Avnas scanned the contract quickly. “Really? This is the contract you signed?” he asked Xtelle.
“I found it to be adequate,” she sniffed.
“It’s…more than adequate. It is very thorough.” He shot me a look that pinged off my bored expression to Myra. “I’m impressed.”
“Sign it and live by it. After all this, you only get two chances while you’re acclimating to Ordinary instead of three. And if you so much as breathe on a soul while you’re here, you are out on your ass,” Myra said with a bright smile.
His gaze lifted to Than and waited.
“Yes?” Than asked.
“I offer you my apology.”
“I’ll consider accepting it.”
The temperature dropped. The magic in the room didn’t flare so much as deepen.
Avnas bent the contract so it was stiff in his hand, and signed on the dotted line.
I could feel it, that rush of heat that stung my lungs. It had only happened twice before. When Bathin signed the contract, and just the other day, when Xtelle did the same.
There was now, officially, another demon in Ordinary.
Gods help us all.
He passed the sheets of paper through the bars to Myra. She read through them, then handed them to me to do the same. It all seemed to be in order.
“All right,” I said. “You are now a citizen of Ordinary, and as such, you must follow the rules, both mundane and supernatural.”
“I will,” he said, staring straight at Xtelle, like he was repeating wedding vows.
“You understand you can’t bind anyone’s soul. Can’t even touch one?” I asked.
“I do.”
“I’m going to hold you to that,” I said.
He finally looked away from Xtelle. “I wouldn’t expect anything less of you, Delaney.”
Weirdly, it sounded like gratitude. Likethank you.
Myra shot me one more “Are you sure” look, and I nodded. Anyone was welcome in Ordinary if they followed the rules. Even love-sick demons who were desperate and full of threats, but who had otherwise not done any of the things he had threatened he was capable of doing.

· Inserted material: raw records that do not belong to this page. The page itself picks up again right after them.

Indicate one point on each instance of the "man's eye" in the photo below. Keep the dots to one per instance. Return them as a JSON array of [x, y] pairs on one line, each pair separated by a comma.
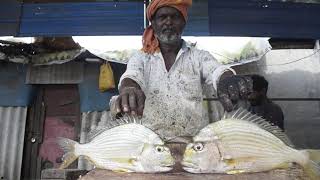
[[159, 149], [198, 147]]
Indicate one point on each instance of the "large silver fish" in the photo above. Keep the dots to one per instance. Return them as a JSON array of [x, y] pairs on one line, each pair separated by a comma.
[[130, 147], [242, 142]]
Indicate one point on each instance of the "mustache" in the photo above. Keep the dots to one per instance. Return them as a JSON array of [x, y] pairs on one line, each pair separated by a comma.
[[164, 29]]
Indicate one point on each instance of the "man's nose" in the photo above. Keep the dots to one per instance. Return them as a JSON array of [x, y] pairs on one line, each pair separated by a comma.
[[168, 20]]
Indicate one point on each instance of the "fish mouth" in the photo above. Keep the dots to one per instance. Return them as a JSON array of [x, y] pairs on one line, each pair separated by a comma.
[[189, 165]]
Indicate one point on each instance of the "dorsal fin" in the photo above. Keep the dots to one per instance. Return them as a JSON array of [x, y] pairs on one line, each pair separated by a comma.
[[243, 114], [125, 119]]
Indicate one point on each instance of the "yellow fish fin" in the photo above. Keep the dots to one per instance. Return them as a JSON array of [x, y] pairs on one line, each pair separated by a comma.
[[121, 170], [245, 115], [312, 166], [284, 165], [235, 161], [68, 158], [129, 161], [314, 155], [312, 169], [68, 146], [236, 171]]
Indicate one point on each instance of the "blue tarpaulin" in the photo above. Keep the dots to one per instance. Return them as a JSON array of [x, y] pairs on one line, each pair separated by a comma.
[[9, 17], [91, 99], [264, 19], [13, 90], [68, 19]]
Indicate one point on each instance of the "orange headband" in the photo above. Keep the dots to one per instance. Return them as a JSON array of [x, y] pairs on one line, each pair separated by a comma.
[[149, 41]]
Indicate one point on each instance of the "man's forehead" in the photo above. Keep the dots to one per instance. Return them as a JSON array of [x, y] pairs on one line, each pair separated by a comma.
[[167, 10]]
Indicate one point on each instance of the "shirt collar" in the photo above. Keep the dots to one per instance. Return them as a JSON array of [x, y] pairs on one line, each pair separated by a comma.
[[185, 47]]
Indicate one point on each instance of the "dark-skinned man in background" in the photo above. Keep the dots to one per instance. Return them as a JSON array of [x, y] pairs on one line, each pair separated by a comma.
[[163, 82], [261, 105]]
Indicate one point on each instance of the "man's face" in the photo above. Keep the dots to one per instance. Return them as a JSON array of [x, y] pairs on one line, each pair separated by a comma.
[[256, 97], [168, 24]]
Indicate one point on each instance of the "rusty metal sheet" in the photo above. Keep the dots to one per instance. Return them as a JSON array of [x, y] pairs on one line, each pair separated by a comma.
[[12, 131], [67, 73]]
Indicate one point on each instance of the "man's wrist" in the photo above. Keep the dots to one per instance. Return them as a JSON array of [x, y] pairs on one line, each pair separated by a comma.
[[129, 83], [221, 73]]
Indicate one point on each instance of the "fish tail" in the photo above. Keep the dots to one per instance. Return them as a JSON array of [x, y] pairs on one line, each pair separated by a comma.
[[68, 146], [312, 166], [314, 155]]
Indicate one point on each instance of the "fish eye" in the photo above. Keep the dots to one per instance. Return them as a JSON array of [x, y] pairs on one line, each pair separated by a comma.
[[198, 147], [160, 149]]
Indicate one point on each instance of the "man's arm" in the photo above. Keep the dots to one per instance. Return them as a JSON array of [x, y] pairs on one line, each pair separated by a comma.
[[230, 88], [131, 98]]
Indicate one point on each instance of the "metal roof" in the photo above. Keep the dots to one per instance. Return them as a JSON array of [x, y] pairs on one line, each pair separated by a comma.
[[12, 130]]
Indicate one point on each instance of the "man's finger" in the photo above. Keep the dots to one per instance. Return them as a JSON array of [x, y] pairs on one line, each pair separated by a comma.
[[243, 89], [132, 103], [233, 92], [118, 104], [226, 102], [124, 103], [140, 101], [249, 84]]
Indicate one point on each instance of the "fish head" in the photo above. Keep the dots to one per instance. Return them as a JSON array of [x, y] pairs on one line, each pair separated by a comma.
[[156, 158], [201, 157]]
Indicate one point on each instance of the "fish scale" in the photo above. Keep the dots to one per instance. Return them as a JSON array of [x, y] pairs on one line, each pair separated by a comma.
[[242, 142], [128, 147]]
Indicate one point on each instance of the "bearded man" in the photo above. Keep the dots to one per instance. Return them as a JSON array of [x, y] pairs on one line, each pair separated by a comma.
[[163, 82]]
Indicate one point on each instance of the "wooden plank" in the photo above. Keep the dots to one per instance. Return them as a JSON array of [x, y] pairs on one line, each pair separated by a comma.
[[291, 174], [177, 149]]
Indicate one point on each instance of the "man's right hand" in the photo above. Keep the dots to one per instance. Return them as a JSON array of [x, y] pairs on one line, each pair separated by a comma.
[[131, 98]]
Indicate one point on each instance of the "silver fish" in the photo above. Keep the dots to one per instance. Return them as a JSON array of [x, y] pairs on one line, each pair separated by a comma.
[[242, 142], [130, 147]]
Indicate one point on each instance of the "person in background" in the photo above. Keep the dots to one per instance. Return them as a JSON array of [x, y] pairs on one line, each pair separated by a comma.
[[163, 82], [261, 105]]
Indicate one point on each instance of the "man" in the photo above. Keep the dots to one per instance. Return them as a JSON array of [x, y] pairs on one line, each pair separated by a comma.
[[261, 105], [162, 84]]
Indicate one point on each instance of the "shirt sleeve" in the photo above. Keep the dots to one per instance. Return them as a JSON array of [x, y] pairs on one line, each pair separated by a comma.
[[211, 69], [135, 70]]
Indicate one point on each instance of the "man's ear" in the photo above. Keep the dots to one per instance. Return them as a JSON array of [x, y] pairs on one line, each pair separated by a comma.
[[264, 91]]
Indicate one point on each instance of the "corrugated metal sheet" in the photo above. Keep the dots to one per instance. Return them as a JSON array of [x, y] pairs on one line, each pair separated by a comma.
[[198, 21], [90, 123], [297, 84], [13, 90], [9, 17], [67, 73], [91, 98], [101, 18], [264, 19], [12, 128]]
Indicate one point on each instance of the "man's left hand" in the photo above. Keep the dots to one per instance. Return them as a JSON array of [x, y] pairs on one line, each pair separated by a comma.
[[233, 88]]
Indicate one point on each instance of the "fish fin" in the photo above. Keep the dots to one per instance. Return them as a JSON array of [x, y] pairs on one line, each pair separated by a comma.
[[312, 169], [235, 171], [68, 146], [125, 119], [245, 115], [284, 165], [121, 170], [314, 155], [239, 160], [129, 161]]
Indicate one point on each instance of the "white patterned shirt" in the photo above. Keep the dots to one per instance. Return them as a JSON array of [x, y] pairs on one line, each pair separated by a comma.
[[173, 105]]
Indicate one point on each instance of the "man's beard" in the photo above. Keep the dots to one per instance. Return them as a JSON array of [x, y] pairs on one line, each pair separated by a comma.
[[168, 38]]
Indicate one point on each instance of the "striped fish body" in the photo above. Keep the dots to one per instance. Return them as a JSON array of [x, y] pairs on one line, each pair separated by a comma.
[[127, 148], [239, 144]]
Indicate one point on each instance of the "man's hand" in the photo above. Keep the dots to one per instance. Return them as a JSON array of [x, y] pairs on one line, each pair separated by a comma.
[[131, 99], [233, 88]]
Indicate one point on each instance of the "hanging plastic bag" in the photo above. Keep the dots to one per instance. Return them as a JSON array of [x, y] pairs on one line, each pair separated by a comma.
[[106, 79]]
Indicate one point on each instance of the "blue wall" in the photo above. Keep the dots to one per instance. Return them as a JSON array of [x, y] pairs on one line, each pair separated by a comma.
[[207, 17], [264, 19]]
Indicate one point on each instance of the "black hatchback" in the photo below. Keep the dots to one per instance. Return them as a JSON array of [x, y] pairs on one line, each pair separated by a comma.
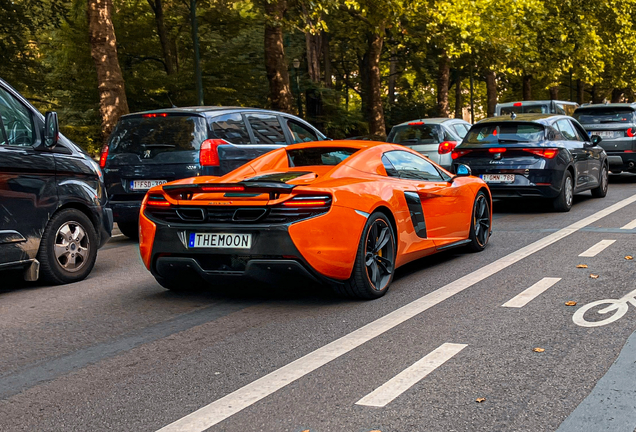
[[53, 214], [150, 148], [535, 155]]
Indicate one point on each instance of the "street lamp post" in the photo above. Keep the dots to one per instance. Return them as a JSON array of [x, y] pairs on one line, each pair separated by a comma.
[[296, 65]]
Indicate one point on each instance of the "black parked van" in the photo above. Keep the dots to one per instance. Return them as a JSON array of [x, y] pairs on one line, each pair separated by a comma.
[[155, 147], [53, 214]]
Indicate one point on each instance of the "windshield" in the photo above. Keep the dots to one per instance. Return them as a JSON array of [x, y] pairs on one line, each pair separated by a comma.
[[416, 134], [497, 133], [525, 109], [319, 156], [604, 115], [157, 133]]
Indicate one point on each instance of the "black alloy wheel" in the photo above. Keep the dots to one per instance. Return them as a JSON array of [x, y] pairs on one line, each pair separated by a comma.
[[480, 223], [374, 267], [601, 190]]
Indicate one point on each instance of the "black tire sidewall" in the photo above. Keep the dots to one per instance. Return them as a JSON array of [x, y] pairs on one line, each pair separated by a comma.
[[50, 269]]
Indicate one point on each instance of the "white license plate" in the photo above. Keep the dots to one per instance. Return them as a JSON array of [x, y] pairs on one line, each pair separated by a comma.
[[220, 240], [145, 184], [608, 134], [498, 178]]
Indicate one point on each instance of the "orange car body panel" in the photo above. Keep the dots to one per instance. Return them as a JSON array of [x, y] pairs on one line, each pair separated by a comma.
[[358, 186]]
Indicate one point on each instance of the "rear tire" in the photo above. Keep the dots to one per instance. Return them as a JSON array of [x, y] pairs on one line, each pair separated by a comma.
[[601, 190], [68, 248], [481, 223], [375, 261], [563, 202], [129, 229]]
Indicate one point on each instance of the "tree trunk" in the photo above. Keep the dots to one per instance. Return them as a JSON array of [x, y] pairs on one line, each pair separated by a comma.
[[376, 110], [527, 87], [443, 82], [326, 55], [617, 95], [491, 92], [275, 63], [458, 96], [168, 59], [112, 94], [580, 91]]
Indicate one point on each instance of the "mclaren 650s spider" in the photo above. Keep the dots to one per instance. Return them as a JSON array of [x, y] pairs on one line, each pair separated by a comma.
[[344, 213]]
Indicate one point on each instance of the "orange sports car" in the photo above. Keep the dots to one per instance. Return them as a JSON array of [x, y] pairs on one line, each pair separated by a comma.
[[345, 213]]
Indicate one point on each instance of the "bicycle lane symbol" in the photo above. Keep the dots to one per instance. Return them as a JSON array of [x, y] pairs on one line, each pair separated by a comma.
[[620, 306]]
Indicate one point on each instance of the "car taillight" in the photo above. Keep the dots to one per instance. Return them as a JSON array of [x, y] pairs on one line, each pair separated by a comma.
[[458, 153], [157, 200], [446, 147], [103, 157], [548, 153], [209, 153], [308, 201]]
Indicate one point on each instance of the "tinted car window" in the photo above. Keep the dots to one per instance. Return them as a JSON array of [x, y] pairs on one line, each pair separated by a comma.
[[319, 156], [490, 133], [151, 134], [410, 166], [604, 115], [300, 133], [267, 129], [17, 121], [567, 130], [416, 134], [231, 128]]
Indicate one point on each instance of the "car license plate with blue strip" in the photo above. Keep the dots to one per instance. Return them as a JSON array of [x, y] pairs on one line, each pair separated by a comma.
[[220, 240]]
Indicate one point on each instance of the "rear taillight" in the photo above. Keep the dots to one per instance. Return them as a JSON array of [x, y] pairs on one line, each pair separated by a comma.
[[458, 153], [446, 147], [103, 157], [157, 200], [308, 201], [209, 153], [548, 153]]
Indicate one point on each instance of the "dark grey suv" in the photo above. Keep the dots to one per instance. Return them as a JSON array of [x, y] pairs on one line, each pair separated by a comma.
[[155, 147], [616, 124]]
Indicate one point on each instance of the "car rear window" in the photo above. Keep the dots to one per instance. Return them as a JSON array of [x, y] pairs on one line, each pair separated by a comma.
[[509, 132], [416, 133], [151, 134], [319, 156], [604, 115]]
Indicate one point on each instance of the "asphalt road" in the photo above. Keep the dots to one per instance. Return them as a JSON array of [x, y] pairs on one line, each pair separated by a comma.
[[118, 352]]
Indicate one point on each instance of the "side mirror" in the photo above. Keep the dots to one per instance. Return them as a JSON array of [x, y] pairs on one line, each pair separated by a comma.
[[51, 129]]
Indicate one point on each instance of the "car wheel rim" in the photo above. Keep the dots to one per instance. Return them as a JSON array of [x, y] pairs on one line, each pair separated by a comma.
[[71, 246], [568, 191], [481, 220], [379, 254]]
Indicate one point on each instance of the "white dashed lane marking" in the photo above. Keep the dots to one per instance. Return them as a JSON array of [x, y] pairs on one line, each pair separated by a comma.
[[597, 248], [219, 410], [531, 293], [410, 376], [630, 225]]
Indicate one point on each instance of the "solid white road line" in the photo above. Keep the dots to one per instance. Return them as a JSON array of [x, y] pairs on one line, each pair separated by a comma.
[[531, 293], [251, 393], [630, 225], [597, 248], [410, 376]]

I didn’t think Avnas was a good guy or a bad guy. I thought he was going to prove, over the next few months, if he could live in Ordinary. If he could thrive here. We had had just as many people leave the place as those who came to stay.
A vacation town for gods, which held to strict rules, wasn’t everyone’s idea of bliss.
I placed my hand on the bars. There was no lock, because this was a place built solid, with power and magic and will. My palm vibrated with the power of this place, a soothing sort of pinging, of knowing, like glass ringing in sympathy with a bell.
“You can go,” I said.
Just like that, the bars were gone. All of them. And while the magic symbols were still visible, they were fading to a soft, watery blue.
“That’s it?” Avnas asked. “Just like that, you trust me and let me go free?”
“Oh, I don’t trust you. You haven’t earned that yet. But the rules of Ordinary apply to me and my job too. There is grace for first-timers trying to enter the town. But after that, things become much more by the book.”